Late last month, a couple of wild boar heads were found in the compounds of two mosques in Kuala Lumpur. Nobody has been arrested for this despicable act yet.
To understand why the Malay-Muslims, unlike the Arab Muslims, react in such an irrational and emotional manner when a non-Muslim (rightfully, if you take into account the etymology) uses the word 'Allah' to mean 'God', one has to go deeper into issues that do not involve religion at all - such as identity and sense of being.
The Malays have been indoctrinated for too long that for a Malay to be Malay, he/she must be Muslim. This indoctrination has been carried out by the Malay-language media, by culture activists, even language activists and, of course, the hordes of politicians who derive their power from Malay-Muslim voters.
Correct me if I'm wrong, but Malaysia must be the only nation in the world where the Constitutional definition of a race specifies practising a certain religion. Some Christian and Muslim countries have Constitional provisions for Christianity or Islam to be the religion of the state, but they do not specify that a certain race must practise a certain religion in order for a citizen to be accepted as a member of that race.
This Malay-equals-Muslim definition was a creation of the political elite back in the 1950s and it has served the ruling elite well - the politicians in power just have to champion the cause of either Malayness or Islam to be assured the support of the Malay-Muslim voters.
The ruling elite indoctrinated the Malay masses because it served their purpose well - just exploit Malay cultural and linguistic issues, and fly the Islamic banner and they will remain in power.
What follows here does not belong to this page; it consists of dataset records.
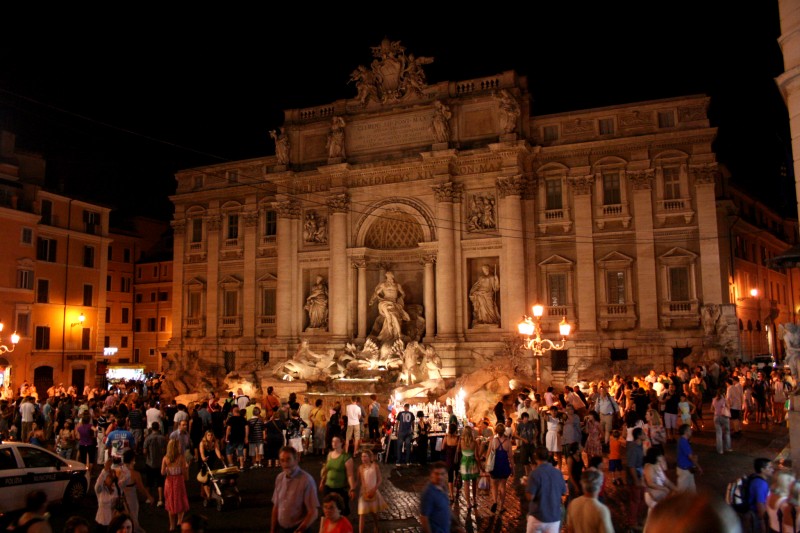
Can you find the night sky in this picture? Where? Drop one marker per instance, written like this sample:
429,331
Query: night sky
118,103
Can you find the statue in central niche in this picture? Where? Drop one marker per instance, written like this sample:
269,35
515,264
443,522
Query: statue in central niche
389,295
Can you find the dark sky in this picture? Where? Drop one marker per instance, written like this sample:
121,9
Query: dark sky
119,102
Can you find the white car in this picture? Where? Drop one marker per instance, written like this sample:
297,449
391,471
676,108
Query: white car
26,467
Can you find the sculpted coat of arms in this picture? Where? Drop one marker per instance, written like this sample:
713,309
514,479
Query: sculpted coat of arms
391,76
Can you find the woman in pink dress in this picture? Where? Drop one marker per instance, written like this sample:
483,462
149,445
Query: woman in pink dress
176,471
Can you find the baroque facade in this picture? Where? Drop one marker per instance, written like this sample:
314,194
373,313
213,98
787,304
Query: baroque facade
479,209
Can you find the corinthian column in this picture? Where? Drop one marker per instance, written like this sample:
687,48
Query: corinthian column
288,214
512,267
446,194
338,206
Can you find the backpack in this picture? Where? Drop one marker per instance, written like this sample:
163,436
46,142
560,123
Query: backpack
736,494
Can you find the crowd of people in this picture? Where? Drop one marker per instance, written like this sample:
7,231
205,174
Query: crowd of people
566,441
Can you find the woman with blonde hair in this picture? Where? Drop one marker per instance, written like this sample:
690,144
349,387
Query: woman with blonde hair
779,488
174,467
468,468
503,466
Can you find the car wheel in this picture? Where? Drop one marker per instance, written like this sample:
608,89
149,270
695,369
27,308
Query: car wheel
76,490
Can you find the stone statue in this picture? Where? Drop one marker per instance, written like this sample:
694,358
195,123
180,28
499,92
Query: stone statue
441,122
509,112
336,139
317,304
790,332
711,314
281,146
389,295
482,296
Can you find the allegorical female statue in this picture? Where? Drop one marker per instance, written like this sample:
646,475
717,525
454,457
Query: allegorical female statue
317,304
482,296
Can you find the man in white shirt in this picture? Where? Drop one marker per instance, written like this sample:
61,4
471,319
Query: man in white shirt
353,413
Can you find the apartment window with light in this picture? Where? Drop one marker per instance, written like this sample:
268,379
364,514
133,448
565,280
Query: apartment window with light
612,191
42,338
672,183
42,291
88,256
666,119
46,249
233,226
87,295
270,223
196,234
553,195
25,279
615,287
606,126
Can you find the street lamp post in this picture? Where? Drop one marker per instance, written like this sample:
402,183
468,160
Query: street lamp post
14,340
531,328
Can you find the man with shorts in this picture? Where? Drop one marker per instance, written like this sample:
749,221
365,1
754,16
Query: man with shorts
670,401
353,413
526,436
235,436
155,448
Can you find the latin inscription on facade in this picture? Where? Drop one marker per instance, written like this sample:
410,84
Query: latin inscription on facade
389,132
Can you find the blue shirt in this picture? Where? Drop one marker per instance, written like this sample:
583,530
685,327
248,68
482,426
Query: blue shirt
546,486
435,506
684,451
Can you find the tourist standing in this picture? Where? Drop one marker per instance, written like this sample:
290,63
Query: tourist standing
176,471
294,500
545,489
338,474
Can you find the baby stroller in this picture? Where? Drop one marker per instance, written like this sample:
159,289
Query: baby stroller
224,490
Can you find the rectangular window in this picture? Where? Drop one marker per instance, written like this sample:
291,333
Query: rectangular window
42,339
42,291
25,279
612,193
557,289
195,299
88,256
24,324
46,249
86,338
666,119
87,295
197,230
270,223
615,281
679,284
606,126
46,210
553,195
233,226
672,183
268,302
231,303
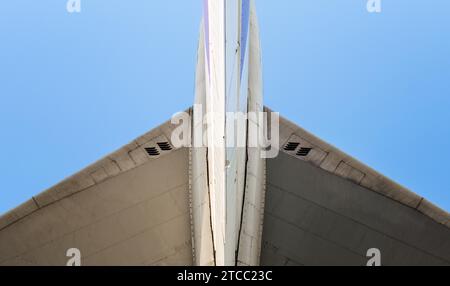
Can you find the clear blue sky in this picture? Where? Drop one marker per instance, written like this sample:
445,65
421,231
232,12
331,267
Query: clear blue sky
75,87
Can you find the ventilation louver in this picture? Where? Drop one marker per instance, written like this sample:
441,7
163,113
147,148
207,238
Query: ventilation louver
303,152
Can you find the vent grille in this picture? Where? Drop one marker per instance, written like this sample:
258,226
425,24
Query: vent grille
165,146
303,152
152,151
291,146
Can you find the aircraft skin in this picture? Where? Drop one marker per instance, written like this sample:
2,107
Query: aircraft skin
227,197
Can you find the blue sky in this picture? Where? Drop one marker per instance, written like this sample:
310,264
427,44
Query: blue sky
74,87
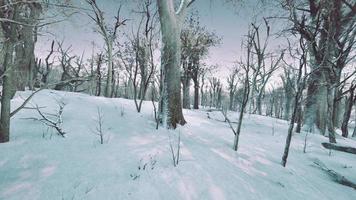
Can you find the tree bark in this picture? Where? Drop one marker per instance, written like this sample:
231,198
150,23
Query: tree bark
170,62
348,108
7,89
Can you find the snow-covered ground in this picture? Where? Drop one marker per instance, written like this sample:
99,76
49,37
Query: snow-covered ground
136,161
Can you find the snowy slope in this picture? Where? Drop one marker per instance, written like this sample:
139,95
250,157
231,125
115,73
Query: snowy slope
136,163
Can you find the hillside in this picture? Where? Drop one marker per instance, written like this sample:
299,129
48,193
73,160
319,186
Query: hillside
135,161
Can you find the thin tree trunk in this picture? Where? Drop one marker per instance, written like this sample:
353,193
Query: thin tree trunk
196,94
7,91
347,114
170,62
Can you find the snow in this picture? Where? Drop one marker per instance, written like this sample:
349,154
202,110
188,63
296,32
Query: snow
135,162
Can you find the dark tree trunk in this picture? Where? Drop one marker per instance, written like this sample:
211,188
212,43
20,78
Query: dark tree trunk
196,95
171,55
347,114
186,92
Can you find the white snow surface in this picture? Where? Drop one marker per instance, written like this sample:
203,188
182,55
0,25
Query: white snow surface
136,161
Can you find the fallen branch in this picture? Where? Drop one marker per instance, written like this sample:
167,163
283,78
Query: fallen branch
334,175
51,120
339,148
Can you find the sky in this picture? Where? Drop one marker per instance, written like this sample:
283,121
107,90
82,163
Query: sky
228,21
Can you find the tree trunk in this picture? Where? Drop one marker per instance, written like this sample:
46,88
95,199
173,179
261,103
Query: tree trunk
7,91
170,63
329,116
186,90
347,114
108,88
196,94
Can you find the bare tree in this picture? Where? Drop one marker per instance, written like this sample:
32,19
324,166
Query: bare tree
171,21
232,81
324,25
246,86
301,80
348,109
109,35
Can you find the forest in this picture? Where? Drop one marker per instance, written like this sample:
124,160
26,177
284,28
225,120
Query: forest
177,99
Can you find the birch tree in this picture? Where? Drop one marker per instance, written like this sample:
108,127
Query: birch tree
324,24
171,21
109,35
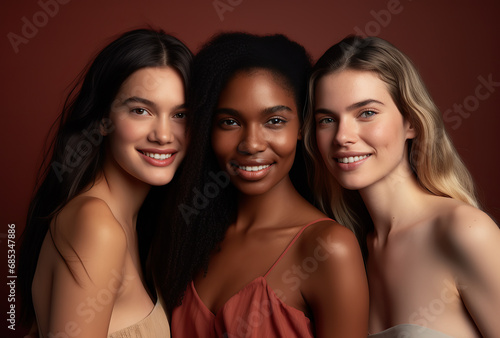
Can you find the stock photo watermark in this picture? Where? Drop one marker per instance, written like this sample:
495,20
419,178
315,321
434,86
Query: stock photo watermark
32,24
11,276
223,6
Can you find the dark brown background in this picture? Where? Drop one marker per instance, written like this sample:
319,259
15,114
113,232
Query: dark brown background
455,45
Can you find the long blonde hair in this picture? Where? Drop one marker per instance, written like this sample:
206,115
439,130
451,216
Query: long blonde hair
433,158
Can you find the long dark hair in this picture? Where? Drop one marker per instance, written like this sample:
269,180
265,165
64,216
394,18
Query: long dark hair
77,151
206,202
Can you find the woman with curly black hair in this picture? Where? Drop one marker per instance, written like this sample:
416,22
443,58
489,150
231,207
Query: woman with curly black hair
257,259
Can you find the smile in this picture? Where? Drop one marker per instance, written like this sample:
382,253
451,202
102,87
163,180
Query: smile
253,168
351,159
157,156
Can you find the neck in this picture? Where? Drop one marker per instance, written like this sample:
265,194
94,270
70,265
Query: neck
270,208
393,202
125,193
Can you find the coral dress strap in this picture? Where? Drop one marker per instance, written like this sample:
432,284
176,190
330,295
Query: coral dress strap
293,241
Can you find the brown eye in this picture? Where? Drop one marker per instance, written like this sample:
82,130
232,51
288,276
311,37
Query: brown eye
367,113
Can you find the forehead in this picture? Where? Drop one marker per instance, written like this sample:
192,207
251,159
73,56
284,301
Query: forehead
255,86
150,79
349,86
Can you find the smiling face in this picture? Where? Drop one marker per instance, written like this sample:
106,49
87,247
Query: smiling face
360,132
148,140
255,131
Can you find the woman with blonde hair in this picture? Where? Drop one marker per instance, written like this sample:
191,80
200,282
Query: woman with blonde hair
385,167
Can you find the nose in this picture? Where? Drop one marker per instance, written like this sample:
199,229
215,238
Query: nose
346,132
161,131
252,141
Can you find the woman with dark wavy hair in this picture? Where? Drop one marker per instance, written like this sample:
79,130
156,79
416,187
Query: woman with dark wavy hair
385,167
257,259
122,130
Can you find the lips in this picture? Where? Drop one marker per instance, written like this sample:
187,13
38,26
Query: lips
158,157
253,168
251,171
351,159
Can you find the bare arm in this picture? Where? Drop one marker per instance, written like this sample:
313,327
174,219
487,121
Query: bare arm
86,282
337,291
475,252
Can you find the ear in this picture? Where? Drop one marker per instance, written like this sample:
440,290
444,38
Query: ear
411,133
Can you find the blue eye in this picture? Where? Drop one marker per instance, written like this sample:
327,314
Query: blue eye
139,111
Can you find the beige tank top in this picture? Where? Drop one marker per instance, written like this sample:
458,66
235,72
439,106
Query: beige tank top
409,331
155,325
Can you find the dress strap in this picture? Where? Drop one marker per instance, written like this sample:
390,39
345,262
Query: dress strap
295,239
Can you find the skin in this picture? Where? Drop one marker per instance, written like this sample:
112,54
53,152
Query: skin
433,261
256,123
100,288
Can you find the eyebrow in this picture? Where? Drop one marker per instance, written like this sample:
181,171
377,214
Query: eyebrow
351,107
149,102
266,111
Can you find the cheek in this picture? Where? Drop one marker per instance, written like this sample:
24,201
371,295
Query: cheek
324,140
126,131
222,145
179,131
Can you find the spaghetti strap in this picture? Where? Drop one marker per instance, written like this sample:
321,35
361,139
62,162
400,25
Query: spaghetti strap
293,241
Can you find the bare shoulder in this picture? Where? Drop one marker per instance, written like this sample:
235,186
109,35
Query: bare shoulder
332,237
465,229
86,225
461,222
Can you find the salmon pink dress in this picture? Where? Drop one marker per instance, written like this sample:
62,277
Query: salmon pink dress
255,311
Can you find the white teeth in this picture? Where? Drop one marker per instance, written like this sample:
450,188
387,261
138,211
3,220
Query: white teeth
351,159
157,156
254,168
Thus the Malays have been indoctrinated to accept Islam as theirs - they have claimed 'ownership' of Islam because they are born Muslims and Islam has become integral to their very identity as Malays. A Malay who is not a Muslim is an entity that is illogical and impossible in the mindset of a Malay-Muslim.
Therefore the Malays feel they have the sole right to the usage of the word 'Allah', at least in Malaysia. This is despite the fact that Islam is a Mid-Eastern religion brought to the Malay peninsula by Arabian and Indian traders and missionaries during the Malacca Sultanate.
In other words, to the Malays, Islam is integral to his/her identity and culture despite the fact that it is not a Malay religion - it is a foreign religion that is merely practised by the Malays.
That is why during a recent dialogue on the 'Allah' issue, one participant said that to the Christians, it is only a matter of translation, but to the Malays, it is something more than that.
Having said all these, questions must be asked:
> Can one racial group in this world claim that they, and no non-Muslims, have the sole right to use the word 'Allah'?
> Isn't it inconsistent that in this global age the word 'Allah' is freely used by followers of other Abrahamic faiths in the Middle-East, where Islam began, but in Malaysia where Islam has been adopted by the Malays the word 'Allah' can be used only by Muslims?
> Is it possible that the emotional response of the Malays to the court decision (which has been appealed) is linked to their inherent feeling of insecurity?
> Will there be a time when the Malays feel confident enough about their identity, their sense of being and the 'Allah' that they worship that they won't find it offensive or feel threatened when non-Muslims use the Arabic word for 'God'?
> Will there be a time when the Malays can free themselves from the shackles of indoctrination and stand up proudly to declare that they are Malays and do not need the crutch of religion to give them confidence, courage and a sense of being?